Orientamento con smartphone

Come (non) rendere nocivo l’orientamento scolastico?

Il Ministro dell’Istruzione e del merito si è espresso sull’orientamento. Lo ha fatto con una lettera indirizzata ai genitori.

Il testo contiene aspetti che potrebbero essere positivi. Tra questi si possono individuare la valorizzazione dell’orientamento; l’appello fatto alle persone adulte, affinché collaborino; l’ascolto attento dei/delle giovani.

Altresì, alcuni aspetti potrebbero limitare in modo forte la vita di studenti e studentesse. In particolare c’è la possibilità di trovarsi ingabbiati in percorsi rigidi. Inoltre, i/le giovani rischiano di mettere da parte le proprie emozioni, per scegliere in base a conoscenze occupazionali che diventano sempre più obsolete, man mano che si avvicianano al diploma.

Proviamo, di seguito, a vedere meglio questi aspetti e come l’orientamento rischia di diventare nocivo per il benessere di studenti e studentesse.

Quali possono essere i punti di forza dell’orientamento proposto?

Un elemento fondamentale è sicuramente l’attenzione all’orientamento, considerato un “compito strategico”. Il testo non lascia sperare in un dialogo del Ministero con genitori e docenti, poiché l’impianto per l’orientamento sembra essere già deciso e in fase di realizzazione. Tuttavia, é positivo che si consideri l’orientamento, perché ciò può far nascere dibattiti, riflessioni e pratiche più coerenti con i bisogni di ragazzi e ragazze che vivono questo periodo storico.

Inoltre, sembra esser presente la speranza di alimentare una maggiore collaborazione tra scuola e famiglie. A riguardo, si parla di una “grande allenza“. Un aspetto curioso, ancora da scoprire, è la piattaforma specifica che dovrà aiutare tale alleanza (in fase di realizzazione).
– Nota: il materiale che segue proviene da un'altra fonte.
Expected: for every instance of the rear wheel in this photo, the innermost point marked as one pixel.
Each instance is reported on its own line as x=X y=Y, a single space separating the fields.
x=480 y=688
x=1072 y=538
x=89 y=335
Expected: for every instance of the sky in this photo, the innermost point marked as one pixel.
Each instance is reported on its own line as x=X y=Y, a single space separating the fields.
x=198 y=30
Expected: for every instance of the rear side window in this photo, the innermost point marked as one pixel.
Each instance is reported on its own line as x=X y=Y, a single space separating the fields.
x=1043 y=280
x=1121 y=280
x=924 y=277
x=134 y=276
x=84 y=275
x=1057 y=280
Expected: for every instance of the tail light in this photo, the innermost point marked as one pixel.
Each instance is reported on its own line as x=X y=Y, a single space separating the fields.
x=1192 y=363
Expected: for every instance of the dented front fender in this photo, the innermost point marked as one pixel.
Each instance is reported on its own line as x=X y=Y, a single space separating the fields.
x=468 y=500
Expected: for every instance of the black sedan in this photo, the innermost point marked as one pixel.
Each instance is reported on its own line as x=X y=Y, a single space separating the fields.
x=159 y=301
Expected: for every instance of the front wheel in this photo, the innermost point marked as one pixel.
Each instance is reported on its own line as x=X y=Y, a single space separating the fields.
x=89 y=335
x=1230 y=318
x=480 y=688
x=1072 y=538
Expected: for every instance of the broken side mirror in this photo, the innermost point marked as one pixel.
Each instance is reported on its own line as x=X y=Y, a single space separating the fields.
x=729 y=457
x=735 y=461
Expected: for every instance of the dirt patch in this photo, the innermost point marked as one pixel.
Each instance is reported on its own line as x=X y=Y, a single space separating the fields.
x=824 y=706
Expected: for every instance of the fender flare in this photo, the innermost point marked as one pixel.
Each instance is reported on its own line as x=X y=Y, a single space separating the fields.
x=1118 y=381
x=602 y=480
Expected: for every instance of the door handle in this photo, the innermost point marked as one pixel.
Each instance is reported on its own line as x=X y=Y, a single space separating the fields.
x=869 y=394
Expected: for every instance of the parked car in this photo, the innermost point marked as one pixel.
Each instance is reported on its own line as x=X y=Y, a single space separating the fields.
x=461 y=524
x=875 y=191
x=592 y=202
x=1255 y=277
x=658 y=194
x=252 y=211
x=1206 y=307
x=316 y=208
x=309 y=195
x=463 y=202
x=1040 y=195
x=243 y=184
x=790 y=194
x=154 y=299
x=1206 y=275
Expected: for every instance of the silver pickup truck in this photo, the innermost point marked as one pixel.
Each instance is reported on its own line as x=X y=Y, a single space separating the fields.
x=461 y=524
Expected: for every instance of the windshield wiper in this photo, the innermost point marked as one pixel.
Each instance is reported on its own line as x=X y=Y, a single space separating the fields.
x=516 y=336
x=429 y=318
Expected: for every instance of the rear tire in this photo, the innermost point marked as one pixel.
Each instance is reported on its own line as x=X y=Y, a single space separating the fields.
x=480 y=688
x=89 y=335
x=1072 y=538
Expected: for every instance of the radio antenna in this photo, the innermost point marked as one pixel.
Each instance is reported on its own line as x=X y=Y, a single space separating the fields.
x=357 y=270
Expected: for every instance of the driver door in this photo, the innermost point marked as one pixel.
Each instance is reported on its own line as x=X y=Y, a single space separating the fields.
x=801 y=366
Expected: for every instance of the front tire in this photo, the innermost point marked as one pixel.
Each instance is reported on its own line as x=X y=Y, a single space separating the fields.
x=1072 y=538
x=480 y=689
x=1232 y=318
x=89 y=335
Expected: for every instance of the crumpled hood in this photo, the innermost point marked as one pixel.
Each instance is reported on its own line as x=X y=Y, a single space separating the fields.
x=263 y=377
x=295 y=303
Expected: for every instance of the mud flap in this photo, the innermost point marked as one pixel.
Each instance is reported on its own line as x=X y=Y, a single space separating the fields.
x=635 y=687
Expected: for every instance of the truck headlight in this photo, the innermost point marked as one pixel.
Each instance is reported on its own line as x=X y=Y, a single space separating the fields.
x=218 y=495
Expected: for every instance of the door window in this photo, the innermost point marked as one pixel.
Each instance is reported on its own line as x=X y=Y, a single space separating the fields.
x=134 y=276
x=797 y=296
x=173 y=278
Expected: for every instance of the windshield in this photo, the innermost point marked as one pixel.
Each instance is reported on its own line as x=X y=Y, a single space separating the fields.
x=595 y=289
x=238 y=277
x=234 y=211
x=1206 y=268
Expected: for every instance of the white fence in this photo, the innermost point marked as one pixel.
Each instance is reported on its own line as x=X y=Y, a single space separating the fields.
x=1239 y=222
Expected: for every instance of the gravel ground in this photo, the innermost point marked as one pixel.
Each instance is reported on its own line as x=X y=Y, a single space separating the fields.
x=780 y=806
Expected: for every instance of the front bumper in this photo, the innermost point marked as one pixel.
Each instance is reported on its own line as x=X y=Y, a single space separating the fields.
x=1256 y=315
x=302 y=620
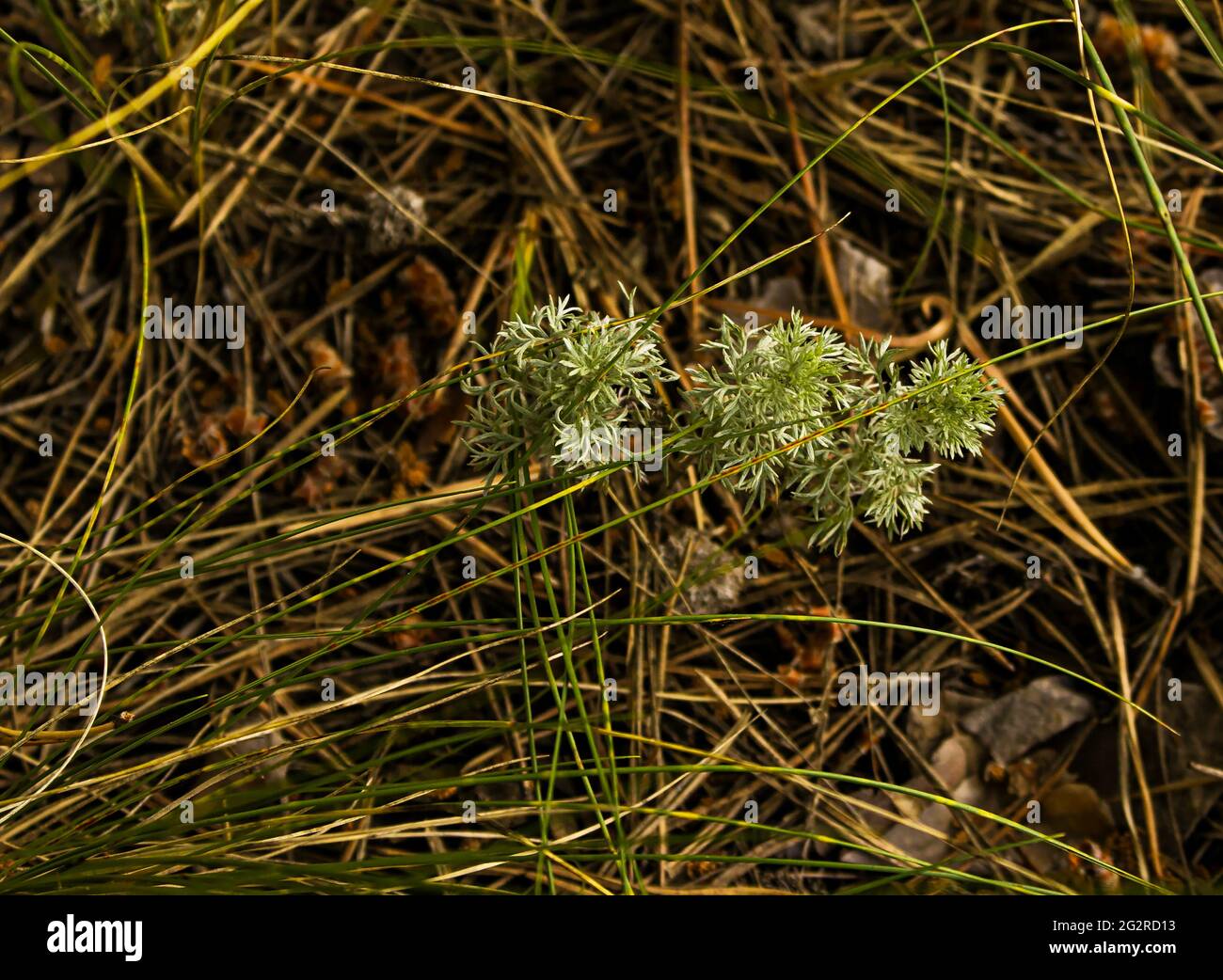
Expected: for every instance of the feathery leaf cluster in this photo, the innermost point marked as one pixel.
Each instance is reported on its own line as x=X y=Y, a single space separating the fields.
x=786 y=407
x=567 y=374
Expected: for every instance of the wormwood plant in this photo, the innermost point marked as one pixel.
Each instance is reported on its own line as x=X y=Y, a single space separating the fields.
x=786 y=407
x=543 y=366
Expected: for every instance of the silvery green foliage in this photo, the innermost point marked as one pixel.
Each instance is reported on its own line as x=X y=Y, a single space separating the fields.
x=562 y=375
x=773 y=387
x=102 y=16
x=790 y=382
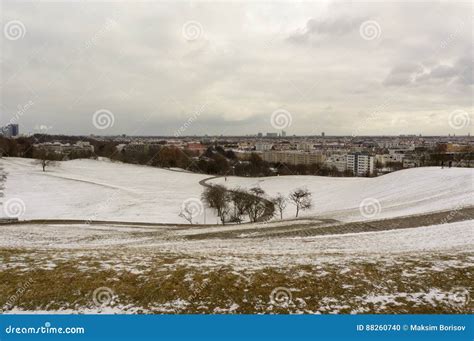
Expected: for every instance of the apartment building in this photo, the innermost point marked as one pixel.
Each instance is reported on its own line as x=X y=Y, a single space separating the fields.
x=360 y=164
x=337 y=160
x=292 y=157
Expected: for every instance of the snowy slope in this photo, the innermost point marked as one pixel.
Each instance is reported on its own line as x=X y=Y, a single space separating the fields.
x=410 y=191
x=101 y=190
x=104 y=190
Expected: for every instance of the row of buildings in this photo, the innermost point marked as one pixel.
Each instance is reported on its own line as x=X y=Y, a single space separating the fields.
x=360 y=164
x=10 y=130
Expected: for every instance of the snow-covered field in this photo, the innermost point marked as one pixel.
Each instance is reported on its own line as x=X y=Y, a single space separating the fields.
x=333 y=260
x=410 y=191
x=104 y=190
x=101 y=190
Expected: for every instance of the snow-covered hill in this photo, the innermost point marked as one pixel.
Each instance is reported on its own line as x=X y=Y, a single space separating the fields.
x=406 y=192
x=105 y=190
x=101 y=190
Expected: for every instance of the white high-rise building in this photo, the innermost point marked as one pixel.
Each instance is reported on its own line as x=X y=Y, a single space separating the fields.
x=360 y=164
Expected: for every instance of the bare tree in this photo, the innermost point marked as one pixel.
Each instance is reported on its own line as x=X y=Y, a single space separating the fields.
x=301 y=198
x=45 y=159
x=255 y=204
x=218 y=198
x=280 y=203
x=239 y=201
x=186 y=214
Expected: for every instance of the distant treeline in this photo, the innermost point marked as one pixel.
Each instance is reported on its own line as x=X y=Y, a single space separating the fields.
x=214 y=161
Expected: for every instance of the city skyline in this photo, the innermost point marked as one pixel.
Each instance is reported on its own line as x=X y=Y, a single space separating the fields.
x=236 y=69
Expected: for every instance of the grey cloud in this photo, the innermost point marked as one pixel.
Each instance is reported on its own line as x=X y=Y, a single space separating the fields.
x=245 y=65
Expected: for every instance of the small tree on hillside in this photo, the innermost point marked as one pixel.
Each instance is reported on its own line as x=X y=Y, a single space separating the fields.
x=45 y=159
x=280 y=203
x=255 y=203
x=301 y=198
x=239 y=200
x=218 y=198
x=186 y=214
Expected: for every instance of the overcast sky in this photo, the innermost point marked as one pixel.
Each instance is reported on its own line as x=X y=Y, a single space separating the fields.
x=158 y=68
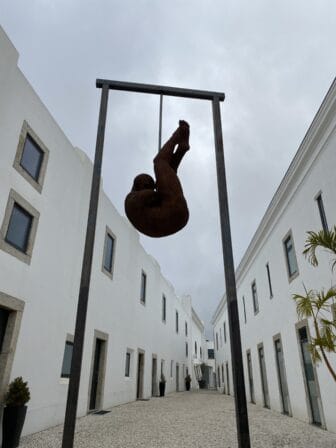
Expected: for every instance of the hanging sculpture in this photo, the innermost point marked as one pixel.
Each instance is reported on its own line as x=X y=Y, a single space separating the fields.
x=158 y=208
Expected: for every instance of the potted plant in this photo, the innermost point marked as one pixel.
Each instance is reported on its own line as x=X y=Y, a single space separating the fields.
x=162 y=385
x=14 y=412
x=187 y=380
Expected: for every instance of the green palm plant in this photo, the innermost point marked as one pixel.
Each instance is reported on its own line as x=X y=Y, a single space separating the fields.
x=319 y=305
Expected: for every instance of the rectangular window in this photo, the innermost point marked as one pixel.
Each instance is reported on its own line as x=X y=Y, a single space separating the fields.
x=269 y=280
x=143 y=288
x=292 y=267
x=163 y=308
x=67 y=357
x=255 y=297
x=31 y=157
x=244 y=309
x=19 y=227
x=108 y=253
x=323 y=217
x=127 y=364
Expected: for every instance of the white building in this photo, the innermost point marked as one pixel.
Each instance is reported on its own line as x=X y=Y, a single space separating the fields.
x=277 y=366
x=136 y=325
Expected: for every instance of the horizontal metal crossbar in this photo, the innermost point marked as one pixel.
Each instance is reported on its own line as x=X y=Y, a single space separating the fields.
x=160 y=90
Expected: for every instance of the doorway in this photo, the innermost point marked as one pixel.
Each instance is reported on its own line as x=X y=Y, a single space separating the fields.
x=140 y=374
x=310 y=377
x=250 y=375
x=280 y=362
x=263 y=376
x=154 y=376
x=98 y=371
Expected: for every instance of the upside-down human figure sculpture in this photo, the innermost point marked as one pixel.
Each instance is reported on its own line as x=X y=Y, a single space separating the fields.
x=159 y=208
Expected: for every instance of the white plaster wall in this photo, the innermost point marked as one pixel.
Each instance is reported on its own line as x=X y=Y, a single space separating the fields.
x=50 y=284
x=297 y=211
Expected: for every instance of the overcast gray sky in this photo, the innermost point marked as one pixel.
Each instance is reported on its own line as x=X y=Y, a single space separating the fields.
x=275 y=60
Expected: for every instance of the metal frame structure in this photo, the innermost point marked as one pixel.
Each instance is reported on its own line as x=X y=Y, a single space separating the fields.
x=230 y=282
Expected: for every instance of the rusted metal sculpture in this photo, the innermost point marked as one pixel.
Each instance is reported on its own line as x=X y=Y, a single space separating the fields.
x=159 y=208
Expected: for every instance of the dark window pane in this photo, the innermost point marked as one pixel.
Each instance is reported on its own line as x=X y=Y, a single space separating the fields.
x=67 y=360
x=32 y=157
x=108 y=256
x=19 y=228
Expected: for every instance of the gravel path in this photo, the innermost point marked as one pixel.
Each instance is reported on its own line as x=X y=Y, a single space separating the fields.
x=202 y=419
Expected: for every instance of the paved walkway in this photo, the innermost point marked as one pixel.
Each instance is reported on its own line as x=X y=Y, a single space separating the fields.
x=202 y=419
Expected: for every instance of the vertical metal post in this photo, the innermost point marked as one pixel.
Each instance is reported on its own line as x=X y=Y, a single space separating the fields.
x=160 y=124
x=230 y=282
x=76 y=364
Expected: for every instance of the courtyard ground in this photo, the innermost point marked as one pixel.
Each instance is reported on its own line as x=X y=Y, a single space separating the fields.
x=186 y=419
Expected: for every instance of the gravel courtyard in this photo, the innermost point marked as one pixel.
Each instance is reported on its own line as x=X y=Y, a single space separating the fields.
x=187 y=419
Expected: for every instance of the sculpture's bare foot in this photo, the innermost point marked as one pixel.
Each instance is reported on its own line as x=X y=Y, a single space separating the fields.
x=183 y=135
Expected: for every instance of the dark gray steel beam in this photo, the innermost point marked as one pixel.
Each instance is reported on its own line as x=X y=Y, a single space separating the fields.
x=230 y=283
x=160 y=90
x=77 y=355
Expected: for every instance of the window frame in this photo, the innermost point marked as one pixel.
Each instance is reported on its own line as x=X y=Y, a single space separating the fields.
x=26 y=130
x=16 y=198
x=109 y=234
x=291 y=276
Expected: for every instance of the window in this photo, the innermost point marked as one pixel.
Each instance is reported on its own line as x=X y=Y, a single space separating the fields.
x=323 y=217
x=244 y=308
x=128 y=364
x=255 y=297
x=292 y=268
x=67 y=357
x=163 y=308
x=108 y=252
x=31 y=157
x=143 y=288
x=269 y=280
x=19 y=227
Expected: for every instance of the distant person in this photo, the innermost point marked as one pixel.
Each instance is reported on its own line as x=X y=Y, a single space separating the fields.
x=159 y=208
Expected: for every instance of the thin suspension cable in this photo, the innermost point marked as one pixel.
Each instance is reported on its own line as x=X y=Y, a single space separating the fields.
x=160 y=123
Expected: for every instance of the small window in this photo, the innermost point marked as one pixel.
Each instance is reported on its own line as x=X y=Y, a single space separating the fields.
x=255 y=297
x=269 y=281
x=128 y=364
x=323 y=217
x=163 y=308
x=19 y=227
x=67 y=358
x=291 y=262
x=244 y=309
x=143 y=288
x=108 y=256
x=31 y=157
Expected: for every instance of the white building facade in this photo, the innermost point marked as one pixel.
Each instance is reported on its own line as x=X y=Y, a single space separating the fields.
x=278 y=370
x=137 y=328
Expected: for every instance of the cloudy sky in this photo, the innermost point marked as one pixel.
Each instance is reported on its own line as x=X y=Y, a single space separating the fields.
x=273 y=59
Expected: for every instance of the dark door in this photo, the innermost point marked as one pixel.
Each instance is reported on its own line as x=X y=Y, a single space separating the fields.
x=95 y=374
x=310 y=377
x=3 y=324
x=250 y=375
x=282 y=376
x=263 y=376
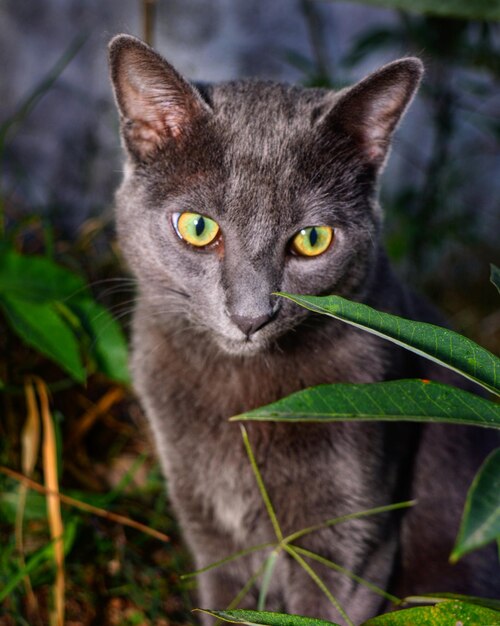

Altro punto di forza è il sottolineare l’importanza dell’ascolto attento delle persone giovani e dei loro desideri. Si parla molto di questo aspetto anche se, come apparirà più chiaro sotto, sembra più un qualcosa di teorico che effettivo.

Quali possono essere i punti critici dell’orientamento proposto?

Il primo elemento di criticità riguarda la precocità con la quale si spinge ragazzi e ragazze di circa 13 anni a definirsi, per valorizzare i propri “talenti” presenti. Molti ragazzi e ragazze, di fatto, svilupperanno al meglio i talenti crescendo. I talenti che avranno, saranno quelli che coltiveranno con passione, autodeterminandosi.

Il secondo aspetto è l’invito a mettere da parte le emozioni, per dar più valore alle “conoscenze concrete raffrontate con la matura consapevolezza delle proprie abilità e potenzialità“. Questa esortazione è rafforzata da una serie di statistiche che possiamo prendere per vere adesso. In questo secondo caso, dunque, il limite è non tenere in considerazione che alcune elaborazioni statistiche hanno una scadenza (e non sono la verità assoluta). Sono valide oggi ma, tra più di 5 anni, potrebbero non essere così valide come si crede. Dare un valore predominante alle statistiche, liquidando come “semplici” le emozioni (anche se a 13 sono quasi tutto), può far male.

In definitiva, sembra che l’orientamento sia inteso come un sinonimo di collocamento che, nonostante l’ascolto, in ultima analisi richiede il sacrificio dei propri sentimenti.

Quale rischio concreto può alimentare un simile approccio?

Se le criticità non saranno gestite, il rischio è spingere le persone a rinunciare alla propria autodeterminazione e puntare a fumosi vantaggi di collocamento a medio termine.

Per l’autodeterminazione, le forti limitazioni personali possono coinvolgere soprattutto le ragazze. Considerando il divario di genere, ad esempio, è ovvio che le ragazze che non sono adeguatamente stimolate dall’ambiente sociale (ad esempio nelle materie collegate con la matematica), creeranno e mostreranno i loro talenti in ritardo, soprattutto al sud. Se spieghiamo loro che devono regolarsi con le loro caratteristiche di bambine o ragazzine, resteranno inchiodate a una vita decisa precocemente da altre persone.

Lo stesso discorso vale per coloro che hanno affrontato malattie, presentano disturbi o necessitano di tempo per mettere a fuoco le loro vite, perché magari provengono da situazioni svantaggiate.